Structural characterization of enzymes involved in riboflavin biosynthesis in Brucella for the rational design of drugs against human brucellosis (Conferencia en Simposio de Microbiología)

SEBASTIÁN KLINKE; MARÍA I. SERER; MARIELA DEL C. CARRICA; HERNÁN R. BONOMI; MARÍA L. CERUTTI; FERNANDO A. GOLDBAUM

Rosario

Congreso; LIX Reunión Anual de la Sociedad Argentina de Investigaciones en Bioquímica y Biología Molecular (SAIB); 2023

Sociedad Argentina de Investigaciones en Bioquímica y Biología Molecular (SAIB)

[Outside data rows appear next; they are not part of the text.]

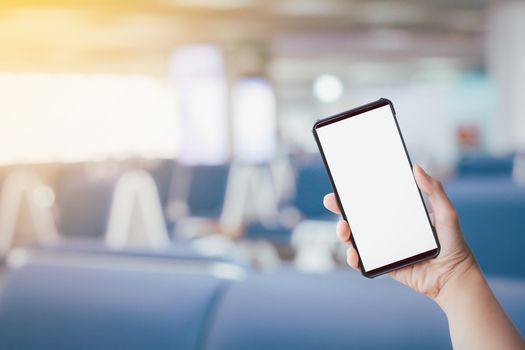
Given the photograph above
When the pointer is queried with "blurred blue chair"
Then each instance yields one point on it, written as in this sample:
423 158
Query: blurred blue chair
338 310
84 203
201 187
492 214
312 184
482 165
86 302
63 302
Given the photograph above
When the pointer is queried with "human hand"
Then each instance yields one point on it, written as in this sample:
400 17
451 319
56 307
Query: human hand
429 277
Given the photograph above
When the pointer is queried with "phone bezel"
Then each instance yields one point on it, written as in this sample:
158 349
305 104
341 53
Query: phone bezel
351 113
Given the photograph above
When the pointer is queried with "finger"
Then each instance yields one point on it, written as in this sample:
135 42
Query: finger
444 212
343 231
432 219
352 259
330 203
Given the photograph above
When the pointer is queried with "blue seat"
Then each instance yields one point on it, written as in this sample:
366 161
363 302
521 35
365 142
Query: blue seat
50 306
492 214
312 185
482 165
202 187
339 310
46 305
84 203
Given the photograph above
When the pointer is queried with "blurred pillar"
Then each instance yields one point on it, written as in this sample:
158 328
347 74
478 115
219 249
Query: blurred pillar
505 45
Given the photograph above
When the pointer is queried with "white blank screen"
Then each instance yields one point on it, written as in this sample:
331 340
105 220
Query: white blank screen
376 187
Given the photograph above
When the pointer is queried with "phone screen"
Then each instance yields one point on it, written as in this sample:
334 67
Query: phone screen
372 176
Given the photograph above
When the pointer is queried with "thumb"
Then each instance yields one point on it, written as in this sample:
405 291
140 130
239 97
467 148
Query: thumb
443 209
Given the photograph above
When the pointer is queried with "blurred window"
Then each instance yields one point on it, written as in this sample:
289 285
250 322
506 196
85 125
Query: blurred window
75 117
254 120
198 74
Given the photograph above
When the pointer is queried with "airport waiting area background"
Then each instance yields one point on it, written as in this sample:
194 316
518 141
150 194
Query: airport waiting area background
160 187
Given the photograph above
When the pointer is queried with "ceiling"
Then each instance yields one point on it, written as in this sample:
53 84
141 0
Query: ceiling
136 36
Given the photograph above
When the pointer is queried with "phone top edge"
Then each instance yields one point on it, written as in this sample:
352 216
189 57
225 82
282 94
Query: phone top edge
352 112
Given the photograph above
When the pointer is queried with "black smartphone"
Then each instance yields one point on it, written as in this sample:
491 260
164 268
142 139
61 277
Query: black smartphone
371 174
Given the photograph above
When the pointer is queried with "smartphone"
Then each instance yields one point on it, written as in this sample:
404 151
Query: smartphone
371 174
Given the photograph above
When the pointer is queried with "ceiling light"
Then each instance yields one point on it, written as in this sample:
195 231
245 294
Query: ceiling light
328 88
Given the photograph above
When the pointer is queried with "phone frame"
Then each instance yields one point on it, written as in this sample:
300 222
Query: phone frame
351 113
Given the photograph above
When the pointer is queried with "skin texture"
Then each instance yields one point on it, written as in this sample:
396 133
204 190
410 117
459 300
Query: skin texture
453 279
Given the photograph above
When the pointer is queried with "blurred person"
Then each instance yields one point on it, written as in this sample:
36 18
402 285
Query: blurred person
453 280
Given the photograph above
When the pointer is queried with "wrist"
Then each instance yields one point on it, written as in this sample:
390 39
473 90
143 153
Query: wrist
463 282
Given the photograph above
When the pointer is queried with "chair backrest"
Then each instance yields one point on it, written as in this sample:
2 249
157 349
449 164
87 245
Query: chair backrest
338 310
312 184
84 203
480 165
123 303
202 187
492 214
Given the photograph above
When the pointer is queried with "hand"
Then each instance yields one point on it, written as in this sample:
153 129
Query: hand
431 276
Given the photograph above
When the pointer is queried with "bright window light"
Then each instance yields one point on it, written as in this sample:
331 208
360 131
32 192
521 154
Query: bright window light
198 74
328 88
75 117
254 120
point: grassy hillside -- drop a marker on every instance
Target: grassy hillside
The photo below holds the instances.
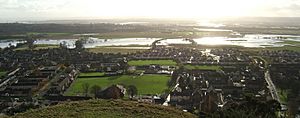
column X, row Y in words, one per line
column 105, row 109
column 146, row 84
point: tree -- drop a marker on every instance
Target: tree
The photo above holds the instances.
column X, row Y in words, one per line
column 63, row 45
column 79, row 44
column 95, row 89
column 30, row 41
column 132, row 90
column 85, row 87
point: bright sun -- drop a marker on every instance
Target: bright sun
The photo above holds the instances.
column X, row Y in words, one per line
column 172, row 8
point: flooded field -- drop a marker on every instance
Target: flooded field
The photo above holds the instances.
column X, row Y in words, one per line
column 251, row 40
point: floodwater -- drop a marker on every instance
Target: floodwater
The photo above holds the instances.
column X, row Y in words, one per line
column 251, row 40
column 173, row 41
column 95, row 42
column 70, row 43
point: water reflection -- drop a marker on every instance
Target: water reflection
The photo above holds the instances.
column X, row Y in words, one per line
column 94, row 42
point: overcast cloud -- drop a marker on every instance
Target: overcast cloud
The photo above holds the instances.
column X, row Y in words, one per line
column 57, row 9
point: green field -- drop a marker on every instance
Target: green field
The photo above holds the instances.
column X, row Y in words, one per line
column 2, row 73
column 146, row 84
column 282, row 95
column 202, row 67
column 91, row 74
column 149, row 62
column 98, row 108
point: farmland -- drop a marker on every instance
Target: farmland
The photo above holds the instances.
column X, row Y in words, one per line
column 146, row 84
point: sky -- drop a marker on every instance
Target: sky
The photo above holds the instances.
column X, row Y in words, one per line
column 19, row 10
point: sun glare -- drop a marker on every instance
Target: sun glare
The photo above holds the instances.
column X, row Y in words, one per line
column 171, row 8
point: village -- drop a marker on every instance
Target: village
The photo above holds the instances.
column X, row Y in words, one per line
column 195, row 80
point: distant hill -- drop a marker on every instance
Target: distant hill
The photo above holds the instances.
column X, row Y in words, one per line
column 105, row 109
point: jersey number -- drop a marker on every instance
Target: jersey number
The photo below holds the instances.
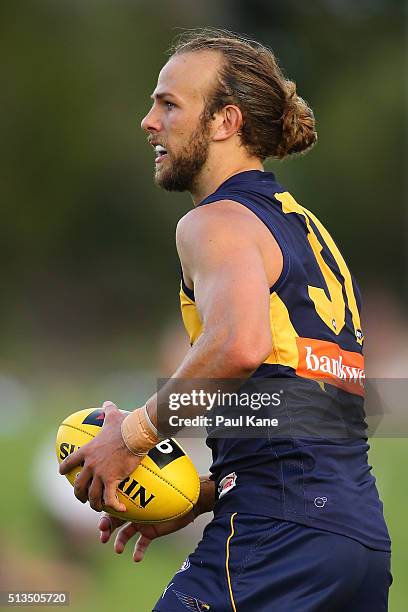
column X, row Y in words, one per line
column 332, row 310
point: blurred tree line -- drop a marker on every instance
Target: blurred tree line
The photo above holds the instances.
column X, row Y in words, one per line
column 87, row 241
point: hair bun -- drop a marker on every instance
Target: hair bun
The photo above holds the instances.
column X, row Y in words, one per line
column 298, row 124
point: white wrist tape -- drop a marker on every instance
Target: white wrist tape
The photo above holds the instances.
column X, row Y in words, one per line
column 138, row 432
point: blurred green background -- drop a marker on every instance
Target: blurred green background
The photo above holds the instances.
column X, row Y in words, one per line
column 89, row 270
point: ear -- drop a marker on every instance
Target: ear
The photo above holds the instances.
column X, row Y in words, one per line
column 228, row 121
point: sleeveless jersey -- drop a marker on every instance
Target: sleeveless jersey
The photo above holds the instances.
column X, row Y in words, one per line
column 319, row 479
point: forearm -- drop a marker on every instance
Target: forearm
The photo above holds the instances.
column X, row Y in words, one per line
column 213, row 361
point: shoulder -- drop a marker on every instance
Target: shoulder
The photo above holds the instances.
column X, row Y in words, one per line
column 222, row 219
column 226, row 230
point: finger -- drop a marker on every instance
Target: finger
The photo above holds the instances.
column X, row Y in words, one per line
column 81, row 484
column 141, row 545
column 124, row 535
column 108, row 407
column 95, row 494
column 73, row 460
column 107, row 526
column 110, row 497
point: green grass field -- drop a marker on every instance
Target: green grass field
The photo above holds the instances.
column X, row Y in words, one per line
column 37, row 554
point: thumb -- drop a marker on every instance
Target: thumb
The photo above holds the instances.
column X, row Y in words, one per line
column 142, row 543
column 108, row 406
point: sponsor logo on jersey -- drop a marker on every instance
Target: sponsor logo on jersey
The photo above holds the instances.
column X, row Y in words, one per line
column 185, row 566
column 226, row 484
column 328, row 362
column 192, row 603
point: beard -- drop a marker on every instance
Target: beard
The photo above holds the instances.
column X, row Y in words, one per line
column 183, row 169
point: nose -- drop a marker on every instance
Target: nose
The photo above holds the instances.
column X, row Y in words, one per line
column 151, row 121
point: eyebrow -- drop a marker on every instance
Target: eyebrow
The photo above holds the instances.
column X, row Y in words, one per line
column 163, row 94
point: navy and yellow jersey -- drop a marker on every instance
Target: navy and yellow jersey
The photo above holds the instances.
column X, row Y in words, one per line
column 321, row 481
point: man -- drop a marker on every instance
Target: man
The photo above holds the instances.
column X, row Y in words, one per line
column 266, row 294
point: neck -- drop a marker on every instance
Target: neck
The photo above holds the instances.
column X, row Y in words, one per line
column 214, row 174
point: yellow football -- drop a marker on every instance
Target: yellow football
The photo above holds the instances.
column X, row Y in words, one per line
column 164, row 486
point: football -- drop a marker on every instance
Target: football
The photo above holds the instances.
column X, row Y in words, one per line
column 163, row 487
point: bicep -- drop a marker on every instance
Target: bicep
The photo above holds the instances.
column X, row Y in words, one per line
column 231, row 287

The pathogenic bacterium Brucella abortus, a Gram-negative microorganism that causes the severe zoonotic disease brucellosis, relies exclusively on its endogenous synthesis of riboflavin (vitamin B2). The absence of this metabolic pathway in mammals highlights the enzymes involved in the biosynthesis of this vitamin as attractive targets with therapeutic potential. We have demonstrated that the deletion of certain genes that encode for enzymes of this pathway results in a significantly reduced virulence phenotype, with B. abortus being rapidly eliminated by the host in cellular and animal infection models. Our laboratory has a strong background in X-ray crystallography for the determination of the three-dimensional structure of macromolecules. By means of this technique, we have thoroughly characterized three of the enzymes of the riboflavin pathway in B. abortus: Lumazine synthase, 5-Amino-6-ribosylamino-2,4(1H,3H)-pyrimidinedione 5'-phosphate reductase, and Riboflavin synthase. Based on these achievements, this project aims at the rational design of drugs against human brucellosis by the combination of high-throughput screening and structure-based drug design.